Scheid: Einerseits: Wenn man sich umsieht in Japan, sieht man immer wieder religiöse Gebäude; man sieht, dass die Leute dort immer wieder hingehen und ihre Rituale abhalten. Wenn man aber jetzt fragt, gibt es direkte Antworten auf die Frage, wie gehe ich mit dem Erdbeben um?, wird man nicht so schnell fündig. Da gibt es höchstens so Konzepte, wie die einheimischen Götter, die halt im Moment nicht aufgepasst haben oder im Moment etwas verstimmt sind, das wäre jetzt die Shinto-Antwort. Die buddhistische Antwort könnte in irgendeiner Form nach einer Begründung aus dem Karma suchen. Aber all das sind Dinge, die jetzt keinen unmittelbaren Trost spenden.



domradio.de: Sie selbst waren schon oft in Japan. Wie unterscheidet sich die Mentalität der Japaner denn von uns Europäern?
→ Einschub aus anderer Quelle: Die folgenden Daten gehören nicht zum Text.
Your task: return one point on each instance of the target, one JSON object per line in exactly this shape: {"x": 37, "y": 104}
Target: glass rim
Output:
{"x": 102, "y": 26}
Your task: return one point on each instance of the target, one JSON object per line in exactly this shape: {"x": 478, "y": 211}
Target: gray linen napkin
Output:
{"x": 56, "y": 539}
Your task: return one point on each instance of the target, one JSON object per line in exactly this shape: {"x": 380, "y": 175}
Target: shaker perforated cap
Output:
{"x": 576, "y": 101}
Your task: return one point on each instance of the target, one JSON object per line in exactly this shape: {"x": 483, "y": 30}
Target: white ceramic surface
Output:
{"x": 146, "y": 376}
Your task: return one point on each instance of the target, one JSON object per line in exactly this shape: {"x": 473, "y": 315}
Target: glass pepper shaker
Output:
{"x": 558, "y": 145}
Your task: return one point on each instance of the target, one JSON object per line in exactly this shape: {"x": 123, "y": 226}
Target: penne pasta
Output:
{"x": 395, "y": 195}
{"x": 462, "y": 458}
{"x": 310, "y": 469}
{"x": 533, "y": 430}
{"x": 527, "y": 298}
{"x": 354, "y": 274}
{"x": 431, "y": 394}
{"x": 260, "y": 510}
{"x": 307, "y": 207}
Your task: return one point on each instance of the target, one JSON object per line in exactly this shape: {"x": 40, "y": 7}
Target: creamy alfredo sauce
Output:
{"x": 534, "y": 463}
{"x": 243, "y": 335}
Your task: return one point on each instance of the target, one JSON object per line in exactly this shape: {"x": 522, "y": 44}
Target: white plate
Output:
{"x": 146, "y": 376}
Scheid: In den Köpfen der Einzelnen geht es nicht so anders zu, als in den Köpfen hier. Es ist nur gesellschaftlich ein bisschen anders gestrickt insofern, als es viel mehr und viel enger vernetzte Gruppen und Gruppenstrukturen gibt. Manche Menschen in Japan sind es gewöhnt, wenn etwas Ungewöhnliches passiert, immer zu schauen, zu welcher Gruppe gehöre ich?, und wer sagt mir jetzt, wie es mit dieser Gruppe weitergehen soll? Und das sind kleine Gruppen, das können Nachbarschaftsgruppen sein. Die halten die Gesellschaft stärker zusammen, als wir das hier gewöhnt sind. Und die verfügen dann auch in solchen Katastrophenfällen über entsprechende Maßnahmen. Zum Beispiel sind die meisten Zufluchtsorte Schulen. Dort gehen Menschen auch ohne Kinder hin, wenn ein Erdbeben ist.



Zur Person: Bernhard Scheid von der Österreichischen Akademie der Wissenschaften in Wien. Er unterrichtet am Institut für Kultur- und Geistesgeschichte Asiens. Sein Forschungsschwerpunkt: Die Religionen in Japan.



Das Gespräch führte Christian Schlegel.